Ricocheting between two pivotal evenings -- Peter's visit and the night before Craig's deployment -- Shinn reveals a complex web of truths, lies and delusions involving the characters' feelings about the war and about themselves and one another.

What's on Kelly's television serves as shorthand to what period we're in for each scene --military news coverage when Craig is home; the crime drama "Law & Order: Criminal Intent" and Comedy Central's "The Daily Show" after he's dead. But it also mirrors the play's theme of how we as people and as a nation contend -- or refuse to contend --with the darker aspects of ourselves, one another and the world.

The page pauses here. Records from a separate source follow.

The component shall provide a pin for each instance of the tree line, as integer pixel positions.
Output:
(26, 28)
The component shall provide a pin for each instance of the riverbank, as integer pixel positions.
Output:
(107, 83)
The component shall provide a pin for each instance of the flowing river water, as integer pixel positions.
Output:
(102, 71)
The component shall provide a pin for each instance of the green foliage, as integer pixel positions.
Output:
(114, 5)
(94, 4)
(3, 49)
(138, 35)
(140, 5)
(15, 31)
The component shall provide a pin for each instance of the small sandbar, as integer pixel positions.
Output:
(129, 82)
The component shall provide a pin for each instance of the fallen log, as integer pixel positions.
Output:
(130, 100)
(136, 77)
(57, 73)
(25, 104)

Shinn refrains from revealing too much too soon, aside from some unnecessary exposition about the characters' messed-up parents. And he defines his characters less by the content of their dialogue than by its structure, which is full of interruptions, overlaps and unfinished words and thoughts.

Marks and O'Berski navigate Shinn's rhythmic logistics with practiced ease, no doubt aided by their years together as a real-life couple. This enables them to focus on all that is revealed between the lines.

O'Berski delineates his dual roles well. His brooding Craig casts a pall over the apartment, while the seemingly affable Peter, an actor, offers subtle comic relief with his unrelenting self-absorption.

Marks is equally adept, speaking volumes through the smallest gestures and habits. Her conversations, especially toward play's end, are gut-wrenching. But she could speak the whole script through body language alone.

Manbites Dog's compact black box space is ideal for a play like this, putting the audience in discomfiting proximity to the actors, with the theater's black walls magnifying the tension. And Derrick Ivey's angular set design adds to "Dying City's" unsettling feel.

A sad play, unlike its television counterparts, is a hard sell. But "Dying City" is a superb example of the compelling drama that awaits those willing to abandon their television remotes and enlist for the emotional war zone that is live theater at its best.